After he reported the crime the cops told him to get the phone's unique ID number from Verizon so the investigators could go to court and get a court order that would order Verizon to track the stolen smartphone's ID number and tell the cops where it was.
The process would take "two or three days, cost several hundred dollars and work only if the phone is actually on."
"To be frank, this may just be a giant waste of your time," said the officer.
Keller eventually did use Android's phone-home feature, which sent him a nice map showing the phone was somewhere in his apartment complex.

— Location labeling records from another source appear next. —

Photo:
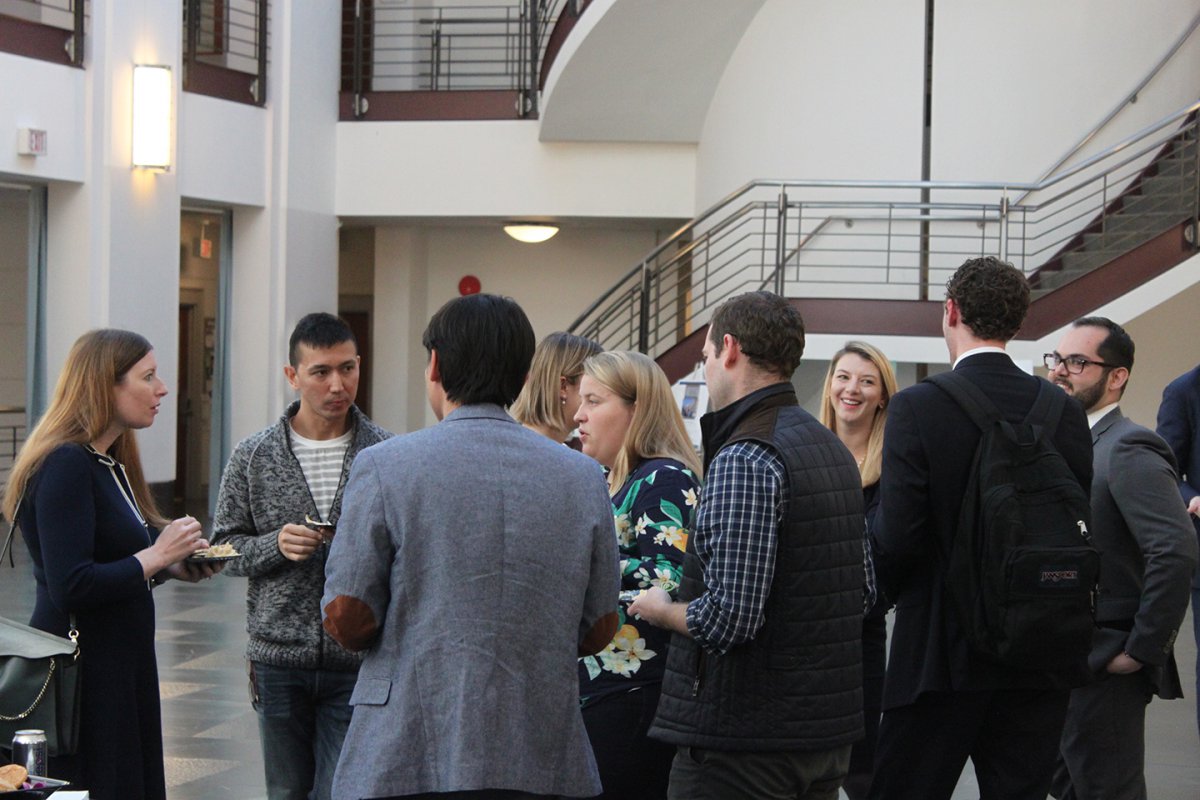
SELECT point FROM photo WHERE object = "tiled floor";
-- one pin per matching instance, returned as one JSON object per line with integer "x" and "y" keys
{"x": 211, "y": 739}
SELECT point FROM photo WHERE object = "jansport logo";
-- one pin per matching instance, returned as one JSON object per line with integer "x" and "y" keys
{"x": 1054, "y": 577}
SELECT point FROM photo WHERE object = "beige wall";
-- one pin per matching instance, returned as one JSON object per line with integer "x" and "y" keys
{"x": 13, "y": 281}
{"x": 417, "y": 269}
{"x": 1168, "y": 344}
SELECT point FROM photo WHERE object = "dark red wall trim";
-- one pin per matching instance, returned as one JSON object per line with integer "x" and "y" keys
{"x": 413, "y": 106}
{"x": 220, "y": 82}
{"x": 34, "y": 40}
{"x": 1105, "y": 283}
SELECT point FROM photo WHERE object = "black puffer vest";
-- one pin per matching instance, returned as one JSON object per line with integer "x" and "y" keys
{"x": 797, "y": 685}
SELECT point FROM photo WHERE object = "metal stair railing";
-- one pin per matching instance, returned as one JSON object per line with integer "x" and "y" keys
{"x": 449, "y": 47}
{"x": 877, "y": 239}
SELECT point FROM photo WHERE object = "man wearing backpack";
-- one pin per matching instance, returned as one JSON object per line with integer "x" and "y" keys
{"x": 945, "y": 702}
{"x": 1149, "y": 549}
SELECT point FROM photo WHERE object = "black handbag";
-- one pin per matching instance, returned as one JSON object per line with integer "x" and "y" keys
{"x": 40, "y": 685}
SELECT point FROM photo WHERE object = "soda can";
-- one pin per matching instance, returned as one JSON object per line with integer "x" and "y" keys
{"x": 29, "y": 751}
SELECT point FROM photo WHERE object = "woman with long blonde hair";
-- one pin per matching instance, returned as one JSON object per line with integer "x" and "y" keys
{"x": 858, "y": 388}
{"x": 551, "y": 396}
{"x": 99, "y": 543}
{"x": 629, "y": 422}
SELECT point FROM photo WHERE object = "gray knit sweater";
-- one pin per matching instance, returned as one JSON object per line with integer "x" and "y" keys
{"x": 262, "y": 489}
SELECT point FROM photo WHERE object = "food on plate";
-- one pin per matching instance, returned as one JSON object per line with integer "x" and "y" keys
{"x": 216, "y": 552}
{"x": 12, "y": 776}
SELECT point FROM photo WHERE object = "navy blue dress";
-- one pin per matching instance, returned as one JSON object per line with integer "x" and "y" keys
{"x": 82, "y": 534}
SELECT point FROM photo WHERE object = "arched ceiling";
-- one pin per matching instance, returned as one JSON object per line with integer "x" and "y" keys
{"x": 641, "y": 71}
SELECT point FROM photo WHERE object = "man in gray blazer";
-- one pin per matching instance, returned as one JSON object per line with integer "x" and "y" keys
{"x": 1149, "y": 552}
{"x": 475, "y": 560}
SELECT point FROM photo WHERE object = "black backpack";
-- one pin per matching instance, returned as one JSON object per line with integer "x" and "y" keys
{"x": 1021, "y": 567}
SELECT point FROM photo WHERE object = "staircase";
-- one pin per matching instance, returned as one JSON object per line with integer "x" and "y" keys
{"x": 871, "y": 258}
{"x": 1162, "y": 197}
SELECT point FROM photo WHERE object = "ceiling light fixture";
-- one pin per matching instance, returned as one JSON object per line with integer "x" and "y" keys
{"x": 531, "y": 232}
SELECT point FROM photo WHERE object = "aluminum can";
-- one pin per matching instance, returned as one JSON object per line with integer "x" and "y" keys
{"x": 29, "y": 751}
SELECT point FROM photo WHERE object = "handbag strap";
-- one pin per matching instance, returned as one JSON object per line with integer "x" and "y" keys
{"x": 7, "y": 541}
{"x": 49, "y": 677}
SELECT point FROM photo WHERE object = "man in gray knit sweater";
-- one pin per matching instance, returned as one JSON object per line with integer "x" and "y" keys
{"x": 277, "y": 486}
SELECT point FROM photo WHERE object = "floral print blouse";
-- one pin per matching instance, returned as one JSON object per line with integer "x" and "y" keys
{"x": 654, "y": 511}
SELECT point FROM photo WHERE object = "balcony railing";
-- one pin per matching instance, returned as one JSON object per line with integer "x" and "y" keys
{"x": 226, "y": 48}
{"x": 883, "y": 240}
{"x": 51, "y": 30}
{"x": 475, "y": 61}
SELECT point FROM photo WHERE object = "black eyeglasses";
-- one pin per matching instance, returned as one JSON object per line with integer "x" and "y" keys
{"x": 1075, "y": 364}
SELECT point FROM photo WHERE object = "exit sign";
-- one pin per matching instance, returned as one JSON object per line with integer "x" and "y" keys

Not close enough for the cops, who would have had to search the whole building, near which there had been several other robberies that night. Not worth their effort to retrieve one phone.
So Keller didn't get his phone back and the cops didn't solve the case and the whole thing sounds like a stupid waste of time because the cops couldn't get the information they needed and Verizon wouldn't give it up and when Keller got the information on his own using an app that gave a much closer approximation than even Verizon could have gotten without using the exact same feature on Keller's phone, Keller still didn't get his phone back.
The reason this is actually a good-news story is that, at least when it comes to investigating petty crimes and chasing petty criminals, the cops know the rules about illegal search and seizure of digital property and about illegally tracing the location of someone using the GPS function in their phone.
They also know the procedure for how to get a search warrant, what judge to go to, how much time and money it will cost and whether it's worth the effort at all – to show they'd done it before when it actually did seem to be worth the effort, and went through the process rather than taking shortcuts they thought they had a right to take, cheating to avoid limits on their power, or surreptitiously intimidating cell phone companies into giving them information they shouldn't have, as the FBI and possibly NSA and DHS have done in the past.
It's a little pathetic how good it feels to know that at least someone follows rules designed to protect someone other than themselves.